Comme le démontrent ces exemples, les conséquences de cette politique de différenciation sont réelles. Pas besoin d’être claustrophobe pour comprendre l’impact négatif du manque d’accès à la nature. La liberté de mouvement que nous accordent les espaces verts, les montagnes enneigées et les océans azurés a un réel effet sur notre qualité de vie. La science elle-même nous explique cette intuition qu’on a toujours eu : la nature nous rend heureux. Pourtant, les classes sociales les plus aisées sont privilégiées dans leur accès à ce monde dit naturel, tandis que les populations plus précaires en sont aliénées, faute de capital économique, de temps libre ou de mobilité.

« Au lieu d’être distribué sur la base de capacité coercitif ou de droit divin comme à l’époque des rois et des reines, l’accès à l’espace public et la nature est maintenant administré en fonction de capital »

Destin ou réalité contingente ?

Entre le Moyen-Âge et la société moderne, le facteur qui régule l’accès à l’espace n’a pas changé : le statut social poursuit son règne suprême. Mais alors, que faire ? Est-ce que ce rapport de différenciation d’accès à l’espace publique est inévitable ? Faut-il baisser les bras et accepter qu’on ne peut pas tous voir les glorieuses plaines d’Alberta ou les sommets mystiques des Rocheuses ? 
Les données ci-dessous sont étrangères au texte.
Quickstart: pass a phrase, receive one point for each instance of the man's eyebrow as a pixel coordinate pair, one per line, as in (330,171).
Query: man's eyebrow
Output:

« Le progrès ne peut s’envisager que par le droit, et non par le privilège »

Assez avec ce cynisme contre productif ! Le progrès ne peut s’envisager que par le droit, et non par le privilège. Ce qui a marqué la transition entre le féodalisme et le libéralisme, c’est le droit à la propriété privée. Cette bascule paradigmatique s’est inscrite dans la société à travers les institutions politiques et juridiques, c’est-à-dire le droit. De même, pour faire progresser la société moderne, il faut harmoniser son rapport avec le monde vivant, un changement drastique seulement atteignable par le droit inaliénable à l’accès à son environnement. Qu’il soit humain ou animal, vivant en ville ou en campagne, chaque être vivant doit avoir la capacité et la possibilité de profiter de son environnement : les pics verts ont besoin des arbres pour vivre et les hommes ont besoin de leur environnement pour prospérer.